Q: When you sense that you're playing something exceptional, do you feel "something's coming"?
A: Yes, and that enables me to precisely carry out what I feel. It's a little odd, one does not know exactly what occurs. There is a serenity, a great tiredness, a nervousness which invades you: these are the symptoms. It's all biological. And when I hear some music which I feel to be "forced", that gets me really sick.
Q: How do you place yourself with respect to other musicians whom one classifies along with you as "keyboard nerds", as in a demonstration of technology with plenty of hardware?
A: It is difficult to speak about the others. They all have their own conscience... I can say most of the time I regret the lack of feedback, of contact with the instrument. It is like trying to touch a button to make "gloup gloup", but I regret this mechanical, artificial side.
Q: All the new techno-pop groups who use synthesizers, what effect does that have on you?
A: I wait until it passes over! And what remains will perhaps have more purpose.
Q: Already the technology will remain...
A: Yes, but the question remains: does the technology control us or do we control technology? I am against technology becoming in control.
Q: What kind of music do you listen to?
A: It depends on the moment. A little of everything. I am rather curious, I try to find things. Everything is of interest to me. Like I said, music is all one.

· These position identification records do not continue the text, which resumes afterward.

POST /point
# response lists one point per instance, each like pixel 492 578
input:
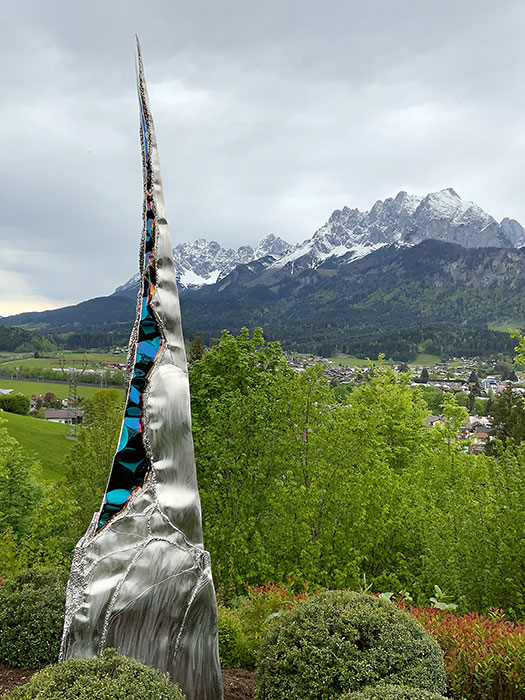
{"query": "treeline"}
pixel 399 344
pixel 13 339
pixel 295 485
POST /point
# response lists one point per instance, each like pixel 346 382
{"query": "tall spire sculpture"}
pixel 140 579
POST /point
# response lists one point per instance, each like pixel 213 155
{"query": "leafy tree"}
pixel 196 349
pixel 19 489
pixel 15 403
pixel 433 398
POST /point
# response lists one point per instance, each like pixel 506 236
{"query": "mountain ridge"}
pixel 403 220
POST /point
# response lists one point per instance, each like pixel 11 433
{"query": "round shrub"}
pixel 32 617
pixel 233 650
pixel 341 641
pixel 392 692
pixel 107 678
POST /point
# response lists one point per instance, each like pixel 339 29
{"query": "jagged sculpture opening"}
pixel 140 579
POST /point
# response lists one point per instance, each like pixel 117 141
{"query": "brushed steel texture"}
pixel 142 582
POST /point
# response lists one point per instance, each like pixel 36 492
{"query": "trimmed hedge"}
pixel 484 654
pixel 233 649
pixel 32 607
pixel 392 692
pixel 107 678
pixel 341 641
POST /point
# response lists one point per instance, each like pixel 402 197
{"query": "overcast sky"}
pixel 269 115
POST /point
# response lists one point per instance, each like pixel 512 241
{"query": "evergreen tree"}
pixel 196 349
pixel 507 412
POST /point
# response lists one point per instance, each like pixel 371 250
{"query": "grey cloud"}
pixel 269 116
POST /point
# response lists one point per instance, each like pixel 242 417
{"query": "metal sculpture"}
pixel 140 579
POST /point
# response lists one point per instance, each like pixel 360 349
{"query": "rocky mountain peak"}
pixel 350 234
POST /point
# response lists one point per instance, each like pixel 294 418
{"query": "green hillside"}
pixel 76 359
pixel 44 439
pixel 59 389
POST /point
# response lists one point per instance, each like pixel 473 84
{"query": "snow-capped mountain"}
pixel 204 262
pixel 404 220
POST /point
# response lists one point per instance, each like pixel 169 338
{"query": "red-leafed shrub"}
pixel 259 606
pixel 484 654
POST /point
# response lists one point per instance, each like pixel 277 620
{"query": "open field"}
pixel 424 360
pixel 350 361
pixel 60 389
pixel 69 359
pixel 42 438
pixel 9 356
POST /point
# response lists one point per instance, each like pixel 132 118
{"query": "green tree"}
pixel 19 488
pixel 196 349
pixel 15 403
pixel 507 412
pixel 91 457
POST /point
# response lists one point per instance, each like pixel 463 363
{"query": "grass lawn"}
pixel 424 360
pixel 60 389
pixel 93 359
pixel 351 361
pixel 42 438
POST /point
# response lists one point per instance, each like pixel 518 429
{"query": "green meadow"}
pixel 93 360
pixel 45 440
pixel 60 389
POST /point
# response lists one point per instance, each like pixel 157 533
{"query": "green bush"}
pixel 107 678
pixel 341 641
pixel 32 617
pixel 233 650
pixel 258 608
pixel 392 692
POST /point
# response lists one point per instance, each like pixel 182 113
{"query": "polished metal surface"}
pixel 140 579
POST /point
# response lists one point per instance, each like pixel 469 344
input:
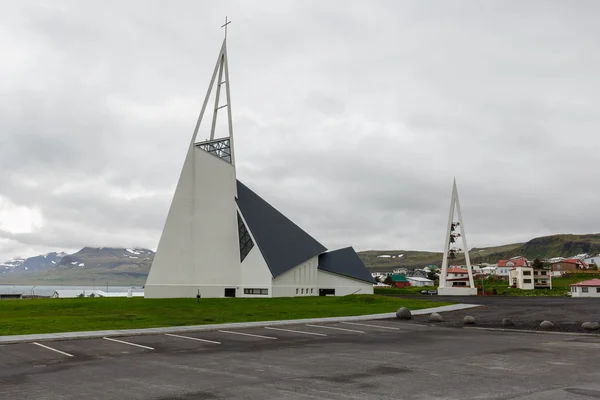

Q: Do you listen again to music?
A: Rarely. The interesting point is when I conceive the music, not afterwards. What's important is to do it.
Q: There is a topic about which one seldom speaks regarding your subject: you are a percussionist...
A: That's true, I much like percussion. It is so biological. Rhythm is essential. There is much wisdom in rhythm, it's life itself.
Q: Do you like to use electronic rhythms, sequences, or do you really like to "bang away"?
A: Both are relevant. At times I drum, and sometimes, I get drummed. I cannot live without rhythm.